When I was younger, if anyone messed with me, I always told them that I had family that would back me up. Whether it be my cousins Mike or Bruce, or my Uncle Dave, I named dropped family, mostly so I didn’t have to get in fights. I usually tried turning the aggression into a one on one basketball game. Some kids want to fight at the drop of a hat. Not me. I did all I could to stay away. It wasn’t even because I was scared to scrap. It was because I didn’t want to get in trouble at school. I’m sure anyone who I ever had an altercation heard the line, “You better step back because you don’t want my Uncle Dave to come and whoop your ass.” My first memory of Uncle Dave always had to do with him holding his own. He would tell my cousin Mike, who is nearly a scratch golfer and someone who understands martial arts very well, that first, he would kick his ass in golf, then after that, he would kick his ass in fighting.
Last night, I saw him in a slightly different light. Carol and I visited him in the hospital. I snuck into his room when only his daughters were supposed to be in there. I could tell he was in immense pain. But he made me comfortable. I felt a warmth from him. He remembered that I had a double header on the weekend and he made it a point to ask me about it.
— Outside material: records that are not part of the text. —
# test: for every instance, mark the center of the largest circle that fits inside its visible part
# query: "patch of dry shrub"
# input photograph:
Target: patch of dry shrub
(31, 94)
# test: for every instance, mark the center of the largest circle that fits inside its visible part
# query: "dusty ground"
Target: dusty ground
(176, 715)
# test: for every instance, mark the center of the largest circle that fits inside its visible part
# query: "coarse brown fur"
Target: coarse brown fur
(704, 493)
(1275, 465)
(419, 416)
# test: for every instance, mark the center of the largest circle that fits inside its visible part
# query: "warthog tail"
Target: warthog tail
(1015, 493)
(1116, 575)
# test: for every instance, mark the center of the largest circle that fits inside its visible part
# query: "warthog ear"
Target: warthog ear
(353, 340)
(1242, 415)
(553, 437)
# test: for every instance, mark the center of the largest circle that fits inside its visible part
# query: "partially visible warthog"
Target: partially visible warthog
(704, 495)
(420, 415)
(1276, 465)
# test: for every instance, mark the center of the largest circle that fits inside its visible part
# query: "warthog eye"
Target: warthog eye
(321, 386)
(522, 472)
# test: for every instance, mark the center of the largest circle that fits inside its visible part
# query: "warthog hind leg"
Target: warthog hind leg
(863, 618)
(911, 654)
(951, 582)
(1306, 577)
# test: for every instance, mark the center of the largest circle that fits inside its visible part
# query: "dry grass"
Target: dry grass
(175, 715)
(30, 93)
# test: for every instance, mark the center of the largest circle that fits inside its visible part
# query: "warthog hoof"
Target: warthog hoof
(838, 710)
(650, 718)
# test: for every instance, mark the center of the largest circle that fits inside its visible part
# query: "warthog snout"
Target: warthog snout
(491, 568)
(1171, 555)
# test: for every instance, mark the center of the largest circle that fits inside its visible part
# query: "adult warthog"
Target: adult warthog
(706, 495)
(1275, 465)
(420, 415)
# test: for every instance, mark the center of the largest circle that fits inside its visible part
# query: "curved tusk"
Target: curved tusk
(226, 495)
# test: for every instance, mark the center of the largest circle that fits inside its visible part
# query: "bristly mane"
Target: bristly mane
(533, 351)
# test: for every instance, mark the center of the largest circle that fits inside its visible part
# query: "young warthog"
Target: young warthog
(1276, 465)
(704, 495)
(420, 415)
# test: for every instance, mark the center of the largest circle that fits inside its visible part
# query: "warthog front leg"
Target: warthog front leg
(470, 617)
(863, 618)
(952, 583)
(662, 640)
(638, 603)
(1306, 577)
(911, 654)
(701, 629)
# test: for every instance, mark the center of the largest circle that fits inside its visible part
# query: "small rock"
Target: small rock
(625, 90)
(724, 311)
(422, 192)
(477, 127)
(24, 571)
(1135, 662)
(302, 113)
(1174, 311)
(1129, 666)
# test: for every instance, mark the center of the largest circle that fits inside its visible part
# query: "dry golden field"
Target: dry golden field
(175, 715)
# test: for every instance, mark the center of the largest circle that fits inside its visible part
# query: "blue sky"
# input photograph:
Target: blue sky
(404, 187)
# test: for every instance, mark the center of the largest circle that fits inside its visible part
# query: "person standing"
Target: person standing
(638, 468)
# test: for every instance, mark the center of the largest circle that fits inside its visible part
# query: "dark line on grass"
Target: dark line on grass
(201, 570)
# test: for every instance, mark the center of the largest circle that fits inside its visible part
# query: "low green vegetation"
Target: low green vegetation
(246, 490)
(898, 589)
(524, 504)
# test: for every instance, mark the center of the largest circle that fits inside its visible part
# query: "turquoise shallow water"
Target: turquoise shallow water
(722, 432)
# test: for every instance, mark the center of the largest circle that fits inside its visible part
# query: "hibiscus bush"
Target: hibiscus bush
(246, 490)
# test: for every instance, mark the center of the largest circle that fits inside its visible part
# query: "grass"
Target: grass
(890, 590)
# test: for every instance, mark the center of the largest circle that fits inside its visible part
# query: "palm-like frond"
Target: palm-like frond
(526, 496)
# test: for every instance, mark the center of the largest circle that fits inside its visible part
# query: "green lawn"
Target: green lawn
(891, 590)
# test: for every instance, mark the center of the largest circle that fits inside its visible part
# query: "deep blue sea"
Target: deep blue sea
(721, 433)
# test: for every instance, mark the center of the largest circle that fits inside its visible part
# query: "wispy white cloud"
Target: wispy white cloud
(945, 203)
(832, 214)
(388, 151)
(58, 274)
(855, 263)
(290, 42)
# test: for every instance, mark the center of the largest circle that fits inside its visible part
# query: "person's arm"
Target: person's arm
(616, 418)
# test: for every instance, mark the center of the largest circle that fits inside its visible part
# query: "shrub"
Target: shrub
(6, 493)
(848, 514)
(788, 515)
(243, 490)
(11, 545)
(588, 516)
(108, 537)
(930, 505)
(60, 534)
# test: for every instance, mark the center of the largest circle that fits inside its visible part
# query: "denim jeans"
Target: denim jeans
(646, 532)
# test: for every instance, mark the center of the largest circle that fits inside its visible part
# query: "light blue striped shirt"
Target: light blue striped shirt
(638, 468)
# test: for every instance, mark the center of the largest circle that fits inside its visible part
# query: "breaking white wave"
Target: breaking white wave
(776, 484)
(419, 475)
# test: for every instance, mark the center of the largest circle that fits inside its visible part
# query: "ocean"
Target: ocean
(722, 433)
I was thrown for a loop, because I expected him to be upset about his uncomfortableness. But through his pain, he was able to make me comfortable in his presence. His two daughters were in the room with him, helping him pass the time through the pain. Nurturing him to help ease his pain. And throught the entire time they were strong. I couldn’t imagine how they were doing it. But it was him. While they were easing him through his pain, he was doing the same to them. He would let them know that the pain wasn’t going to be long, and that they didn’t have to worry because the pain would go away, and he’d be back to normal. I was stunned that someone could be so unselfish at a time in which it was entirely fine to only think about yourself. He wanted his daughters to be at peace. And it seemed that throughout that pain, he was at peace too.
Tonight, he was brought back home to be with his family. Just about the entire family came by to see him. Almost all those fourteen kids my grandmother borne had children of their own. And some of those grandchildren have had children. You can imagine the scene. It was one of those moments you’ll never forget because everyone forgot about their own problems and only thought about his. His wife was at his beckoned call. His daughters were with him at every step. And his son was there with a blanket or pillows if he needed them. And yet, he still had teaching to do. I overheard him talking to his youngest daughter, telling her that she was going to make the right decisions in her life because it wouldn’t be only her making the decisions. He’d be helping her, even if he wasn’t around. He was preparing for life without him. He was letting his kids know what he’d expected of them, and that they wouldn’t be alone because all they had to do was remember the talk he had with them, and he’d be with them every step of the way. I sat there listening to him, truly inspired about how human he was in his time of despair. Rather than pitying himself, he was making sure things were going to be alright. It was helping him with his peace.
As I write this, I could never imagine being in his shoes. But he taught me something in these last couple days. People create problems where they need not be. They blame their lifestyle for their inconsistencies as people. They are too busy to do what is right and would rather take the easy way out. But in these last couple days, he is making sure that things are being done the right way, whether he is sick or not. My oldest son said to me today that he was scared to hug his great uncle because he thought he’d get sick too. I told him he wouldn’t get sick. But as he finally gave him a hug goodbye, I could only hope that the humility was contagious.